In 1955 werd hij hoogleraar aan de Universiteit van Wisconsin, waar hij de John C. Bascom-leerstoel voor Europese Geschiedenis en de Weinstein-Bascom leerstoel voor Joodse Studies bekleedde. Hier hield hij zich bezig met de verhouding tussen liberalisme en totalitarisme en analyseerde hij de oorsprong van het nationalisme, met name in het Nazi-Duitsland. Hij zag daarbij een lijn van het christelijk geloof, via de Franse Revolutie naar moderne seculiere religies in de vorm van nationalisme.
In de jaren zeventig schreef Mosse over hoe racisme aanvankelijk tegen zwarte mensen gericht was, maar vervolgens ook op joden werd toegepast. In de jaren tachtig en negentig hield hij zich bezig met de link tussen stereotype mannelijkheidsbeelden en het nationalisme, zoals dat bijvoorbeeld tot uiting kwam in de Duitse Jeugdbeweging. Hij meende dat racistische stereotypes voortkwamen uit de Europese gewoonte om mensen in te delen aan de hand van het Griekse schoonheidsideaal. Op basis daarvan werden sinds de 19e eeuw joden, homoseksuelen, Roma en verstandelijk gehandicapten als een bedreiging gezien.

Sinds 1969 gaf Mosse ook een semester per jaar les aan de Hebreeuwse Universiteit van Jeruzalem, waar hij van 1980-1985 als eerste de Koebner leerstoel voor Duitse Geschiedenis bekleedde. In de jaren tachtig ging hij met emeritaat, waarna hij onder meer gasthoogleraar was in Amsterdam (voor homostudies aan de UvA in 1988), Jeruzalem, Tel Aviv, Kaapstad, Cambridge, Parijs, München en Washington.
Bibliografie
George Mosse schreef meer dan 25 boeken, met als bekendste:
- The Crisis of German Ideology: Intellectual Origins of the Third Reich (1964)

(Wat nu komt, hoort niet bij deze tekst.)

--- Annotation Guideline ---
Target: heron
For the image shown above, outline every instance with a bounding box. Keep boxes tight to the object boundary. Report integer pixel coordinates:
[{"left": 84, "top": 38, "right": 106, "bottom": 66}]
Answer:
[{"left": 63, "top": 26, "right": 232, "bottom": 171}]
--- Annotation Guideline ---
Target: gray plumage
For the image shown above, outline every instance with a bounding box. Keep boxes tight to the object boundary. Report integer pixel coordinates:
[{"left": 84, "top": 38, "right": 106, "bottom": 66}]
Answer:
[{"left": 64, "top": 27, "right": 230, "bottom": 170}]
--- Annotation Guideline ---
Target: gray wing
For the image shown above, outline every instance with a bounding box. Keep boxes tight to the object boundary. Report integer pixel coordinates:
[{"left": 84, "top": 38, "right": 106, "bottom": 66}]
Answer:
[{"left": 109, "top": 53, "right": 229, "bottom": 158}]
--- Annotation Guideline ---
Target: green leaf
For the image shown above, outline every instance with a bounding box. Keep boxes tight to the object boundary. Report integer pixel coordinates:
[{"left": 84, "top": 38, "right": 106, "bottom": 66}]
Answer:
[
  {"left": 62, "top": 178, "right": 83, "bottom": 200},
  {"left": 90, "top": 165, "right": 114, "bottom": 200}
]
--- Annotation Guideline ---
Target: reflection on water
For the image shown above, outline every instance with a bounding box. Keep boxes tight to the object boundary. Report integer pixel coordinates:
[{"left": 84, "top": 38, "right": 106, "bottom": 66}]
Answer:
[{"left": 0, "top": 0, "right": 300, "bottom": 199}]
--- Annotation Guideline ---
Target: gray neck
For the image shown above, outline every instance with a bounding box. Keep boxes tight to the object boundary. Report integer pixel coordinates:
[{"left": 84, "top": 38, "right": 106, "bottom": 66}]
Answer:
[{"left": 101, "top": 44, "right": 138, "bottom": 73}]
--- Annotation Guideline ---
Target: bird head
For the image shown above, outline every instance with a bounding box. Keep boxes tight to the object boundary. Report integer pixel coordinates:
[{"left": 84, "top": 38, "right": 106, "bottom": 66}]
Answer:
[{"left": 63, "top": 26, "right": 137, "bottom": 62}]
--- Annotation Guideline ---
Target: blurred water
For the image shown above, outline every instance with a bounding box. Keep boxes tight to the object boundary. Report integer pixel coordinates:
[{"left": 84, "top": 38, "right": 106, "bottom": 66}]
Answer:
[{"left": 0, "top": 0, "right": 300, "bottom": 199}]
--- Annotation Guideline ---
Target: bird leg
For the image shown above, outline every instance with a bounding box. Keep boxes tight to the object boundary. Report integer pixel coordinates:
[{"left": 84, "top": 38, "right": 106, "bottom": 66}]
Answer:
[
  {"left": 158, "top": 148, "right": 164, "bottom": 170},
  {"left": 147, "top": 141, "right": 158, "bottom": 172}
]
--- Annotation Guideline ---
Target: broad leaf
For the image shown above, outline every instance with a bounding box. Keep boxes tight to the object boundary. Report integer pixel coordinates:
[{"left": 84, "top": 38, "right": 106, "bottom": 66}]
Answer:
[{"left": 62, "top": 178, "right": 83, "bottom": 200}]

- The Nationalization of the Masses (1975)
- Towards the Final Solution (1979)
- Nationalism and Sexuality: Respectable and Abnormal Sexuality in Modern Europe (1985)

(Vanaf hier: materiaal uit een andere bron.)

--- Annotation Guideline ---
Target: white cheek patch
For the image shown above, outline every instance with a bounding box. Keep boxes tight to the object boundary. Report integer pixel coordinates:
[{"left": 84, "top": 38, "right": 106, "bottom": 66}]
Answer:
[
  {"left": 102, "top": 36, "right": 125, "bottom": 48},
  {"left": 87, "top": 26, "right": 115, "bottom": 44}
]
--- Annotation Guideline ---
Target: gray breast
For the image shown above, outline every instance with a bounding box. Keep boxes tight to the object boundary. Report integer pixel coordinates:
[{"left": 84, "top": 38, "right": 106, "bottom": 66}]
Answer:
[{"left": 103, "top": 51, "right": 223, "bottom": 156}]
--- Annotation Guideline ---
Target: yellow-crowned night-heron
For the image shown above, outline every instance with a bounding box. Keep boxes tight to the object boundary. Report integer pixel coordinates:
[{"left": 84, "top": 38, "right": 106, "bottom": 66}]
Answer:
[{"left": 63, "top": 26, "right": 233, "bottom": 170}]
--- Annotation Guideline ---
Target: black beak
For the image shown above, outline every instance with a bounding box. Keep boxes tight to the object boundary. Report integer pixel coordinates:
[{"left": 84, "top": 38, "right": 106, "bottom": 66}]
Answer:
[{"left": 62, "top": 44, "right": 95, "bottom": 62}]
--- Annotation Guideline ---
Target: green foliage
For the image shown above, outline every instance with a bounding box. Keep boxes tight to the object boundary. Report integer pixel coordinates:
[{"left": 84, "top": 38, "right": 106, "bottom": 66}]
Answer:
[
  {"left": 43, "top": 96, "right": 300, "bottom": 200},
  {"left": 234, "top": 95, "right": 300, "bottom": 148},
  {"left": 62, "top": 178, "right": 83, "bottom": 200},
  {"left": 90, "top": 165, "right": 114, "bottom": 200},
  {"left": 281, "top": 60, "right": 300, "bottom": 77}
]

- The Image of Man: The Creation of Modern Masculinity (1996)
Eerbetoon
George Mosse werd onder meer geëerd met:
- het lidmaatschap van de American Academy of Arts and Sciences (1985)
- de Goethe-Medaille van het Goethe-Institut (1988)
- de Leo-Baeck-Medaille van het Leo-Baeck-Institut in New York (1998)
- eredoctoraten van de Hebreeuwse Universiteit, het Hebrew Union College, de Lakeland University en de Universiteit Siegen
- vernoeming van het gebouw voor de Geesteswetenschappen van de Universiteit van Wisconsin
Mosse-lezingen
Amsterdam

Met een legaat van George Mosse werd in 1999 aan de Universiteit van Amsterdam de Stichting George Mosse Fonds opgericht. Deze heeft ten doel: "...het bevorderen van homo- en lesbische studies aan de Universiteit van Amsterdam."[1]
De Stichting doet dit vooral door middel van de jaarlijkse 'Mosse-lezing', die aanvankelijk op of rond Mosse's geboortedag in september gehouden werd. Sinds enkele jaren vindt deze plaats in samenwerking met IHLIA, in de Openbare Bibliotheek Amsterdam. In het verleden werden ook, in de loop van het jaar, kleinere (Engelstalige) lezingen en evenementen gehouden.[2] De jaarlijkse Mosse-lezing werd gehouden door de volgende personen:
|
|
In 2019 werd twee lezingen gehouden. De eerste werd gehouden door Joke Swiebel op 21 januari 2019, omdat het toen precies vijftig jaar geleden was dat de eerste homodemonstratie in Nederland -- en waarschijnlijk in heel Europa -- had plaatsgevonden. In 2020 tot en met 2023 werden geen Mosse-lezingen gehouden, vanwege de covid19 epidemie.
Berlijn
Ook aan de Humboldtuniversiteit te Berlijn worden Mosse-lezingen gehouden. Deze werden in 1997 door George Mosse en de literatuurwetenschapper Klaus Scherpe ingesteld en hebben als zwaartepunt het Joodse leven, denken en handelen in Duitsland en Israël.[3]